Hello,
The gist: for performance reasons, I’m trying to have the ORM generate SQL a particular way, and I’m stuck at how to make an inner join on 2 values provided by a values_list.
Abbreviated models with only relevant fields and shorter names:
class GenericContent(models.Model):
consumer_type = models.ForeignKey(ContentType, on_delete=models.CASCADE, limit_choices_to=allowed_consumers)
consumer_id = models.PositiveIntegerField(db_index=True)
consumer = GenericForeignKey('consumer_type', 'consumer_id')
class SpecificContent(GenericContent):
picture = models.Charfield(max_length=200)
video = models.Charfield(max_length=200)
sound = models.Charfield(max_length=200)
class R(models.Model):
pass
class W(models.Model):
pass
class C(models.Model):
pass
class O(models.Model):
pass
class G(models.Model):
pass
R, W, C, O and G are consumers of GenericContent. There are other types of content, but only SpecificContent is used here. My production database have about 10 million rows of Content. It’s a Standard-2 on Postgres.

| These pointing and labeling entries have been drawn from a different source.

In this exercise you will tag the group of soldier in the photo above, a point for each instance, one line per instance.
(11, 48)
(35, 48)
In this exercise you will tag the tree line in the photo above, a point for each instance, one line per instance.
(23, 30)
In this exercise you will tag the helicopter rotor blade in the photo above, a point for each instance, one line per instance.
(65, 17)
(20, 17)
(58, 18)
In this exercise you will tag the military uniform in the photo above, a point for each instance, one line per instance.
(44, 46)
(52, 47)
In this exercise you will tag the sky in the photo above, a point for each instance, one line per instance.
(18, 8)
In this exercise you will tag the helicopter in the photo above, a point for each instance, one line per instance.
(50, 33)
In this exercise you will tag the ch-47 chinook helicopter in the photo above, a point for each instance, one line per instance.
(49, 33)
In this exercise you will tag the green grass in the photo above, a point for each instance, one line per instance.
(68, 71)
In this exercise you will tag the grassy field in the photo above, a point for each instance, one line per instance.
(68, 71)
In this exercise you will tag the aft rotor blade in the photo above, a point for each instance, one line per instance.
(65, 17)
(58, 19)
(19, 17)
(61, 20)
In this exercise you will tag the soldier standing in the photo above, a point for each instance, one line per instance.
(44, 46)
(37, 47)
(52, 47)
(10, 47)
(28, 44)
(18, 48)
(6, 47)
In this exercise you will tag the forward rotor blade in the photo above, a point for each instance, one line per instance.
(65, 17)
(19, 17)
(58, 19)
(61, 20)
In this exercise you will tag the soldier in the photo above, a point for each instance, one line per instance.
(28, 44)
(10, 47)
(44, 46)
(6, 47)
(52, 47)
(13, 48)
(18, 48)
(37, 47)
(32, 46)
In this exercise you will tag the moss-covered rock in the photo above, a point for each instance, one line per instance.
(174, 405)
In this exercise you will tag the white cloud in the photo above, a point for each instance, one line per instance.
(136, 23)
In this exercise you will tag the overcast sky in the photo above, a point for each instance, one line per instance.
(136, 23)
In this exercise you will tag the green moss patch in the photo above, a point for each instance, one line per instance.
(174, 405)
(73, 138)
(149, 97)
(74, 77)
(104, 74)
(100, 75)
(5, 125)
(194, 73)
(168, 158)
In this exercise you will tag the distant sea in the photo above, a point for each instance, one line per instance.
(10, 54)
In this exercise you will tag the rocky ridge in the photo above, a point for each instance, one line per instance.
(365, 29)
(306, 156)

I’m trying to get all Contents that match a list of consumers (there is a filter per type) by using a subquery that outputs all consumer_type_id and consumer_id couples, then do an inner join of that.
Here’s the SQL I want to generate, that I’ve tested meet my performance goal (there are other ways to write it, but other ways I’ve found are too slow):
SELECT specificcontent.picture, specificcontent.video, specificcontent.sound
FROM specificcontent WHERE specificcontent.genericcontent_ptr_id IN
(
SELECT genericcontent.id FROM genericcontent
INNER JOIN (
SELECT R."id" as "consumer_id", 28 as "consumer_type_id" FROM R WHERE [some business-specific filters here]
UNION
SELECT W."id" as "consumer_id", 92 as "consumer_type_id" FROM W WHERE [some business-specific filters here]
UNION
SELECT C."id" as "consumer_id", 17 as "consumer_type_id" FROM C WHERE [some business-specific filters here]
UNION
SELECT O."id" as "consumer_id", 11 as "consumer_type_id" FROM O WHERE [some business-specific filters here]
UNION
SELECT G."id" as "consumer_id", 90 as "consumer_type_id" FROM G WHERE [some business-specific filters here]
) AS consumers
ON genericcontent.consumer_id = consumers.consumer_id AND genericcontent.consumer_type_id = consumers.consumer_type_id
);
The building of the consumers
subquery is crucial to performance. Using a mixture of (genericcontent.consumer_id = R.consumer_id AND genericcontent.consumer_type_id = ContentType.objects.get_for_model(R).id) OR [same for other types
is not performant enough (DB query ends up taking more than 30s, which is Heroku timeout limit).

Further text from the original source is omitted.